Silver WInd Posted December 3, 2007 Report Posted December 3, 2007 (edited) Beauty Defined Beauty is in the mind's eye but how do we define it with words or phrases do we ever weigh the meaning of these words? Is beauty a lie, a deception or the only pure truth? Beauty found upon the tilt of butterflies wing soft bloom of April spring flowers, it may be perceived in sky reaching towers; city lights on a moonless night, it comes in many forms shapes and sizes, sights, scents and sounds. Does the artist make beauty? Or may beauty truly only be crafted by the ones whom declare it so. Has anything ever been nature or man made, universally beautiful or does everything have a side in shadow? Edited December 4, 2007 by Silver Wind
Peredhil Posted December 3, 2007 Report Posted December 3, 2007 This left me thinking, which is a Good Thing to take away from a poem. I kinda missed punctuation - when I read it aloud, I found myself adding commas and periods. Should "minds eye" be "mind's eye"? The idea of multiple minds sharing a single eye which is defining beauty is a nifty one, but I don't think it was author's intent.

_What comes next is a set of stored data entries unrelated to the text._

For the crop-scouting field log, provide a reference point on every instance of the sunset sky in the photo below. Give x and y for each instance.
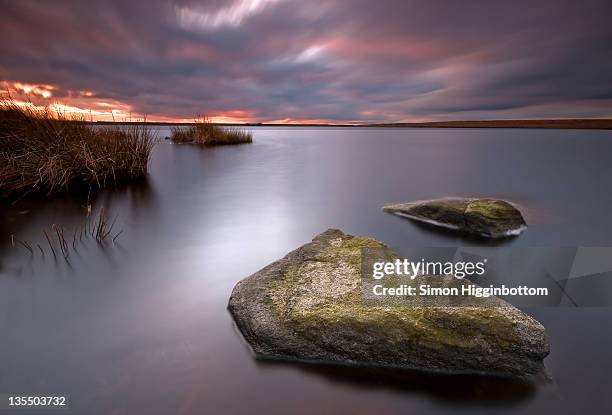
(308, 61)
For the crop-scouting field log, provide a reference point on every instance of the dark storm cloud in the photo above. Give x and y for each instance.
(340, 60)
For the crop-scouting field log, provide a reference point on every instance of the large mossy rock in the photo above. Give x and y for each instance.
(309, 306)
(490, 218)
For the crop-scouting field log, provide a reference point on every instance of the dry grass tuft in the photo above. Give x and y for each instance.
(44, 151)
(206, 133)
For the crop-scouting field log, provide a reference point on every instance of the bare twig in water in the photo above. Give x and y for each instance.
(26, 246)
(50, 244)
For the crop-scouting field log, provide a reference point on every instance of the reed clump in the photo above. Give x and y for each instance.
(204, 132)
(46, 151)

Silver WInd Posted December 3, 2007 Author Report Posted December 3, 2007 Thank you, yes I have kind of moved away from using punctuation from a lot poems I will go fix that, I am terrible about remebering to add apostrophes
Da_Yog Posted December 4, 2007 Report Posted December 4, 2007 I was looking for punctuation in a couple of places as well: 1) In the first stanza it seemed that there needed to be a question mark after either the second or third line. I wasn't sure if you meant "...how do we define it? / with words or phrase" This would imply a question with the answer provided by the author. Or did you mean, "but how do we define it / with words or phrase?" This would leave it completely up to the reader to define it. Just not quite sure which way you meant for us to read it. 2) In stanza five you give two options and it took me a second to figure that out as I had to go back and reread it. If you end the first line with a colon and a comma at the end of line two I think that would clear up the ambiguity for me. Other than those two little things I thought it was rather nice. The question pose in the end, "or does everything / have a side in / shadow?" was excellent. The idea of beauty being masked in shadow, being shadow, or hiding shadow was a very interesting way to leave the reader.
Silver WInd Posted December 4, 2007 Author Report Posted December 4, 2007 Thank you for your comments, yes I can see what you mean about the 5th stanza being confusing, though I don't really like the idea of using a question mark in the first stanza.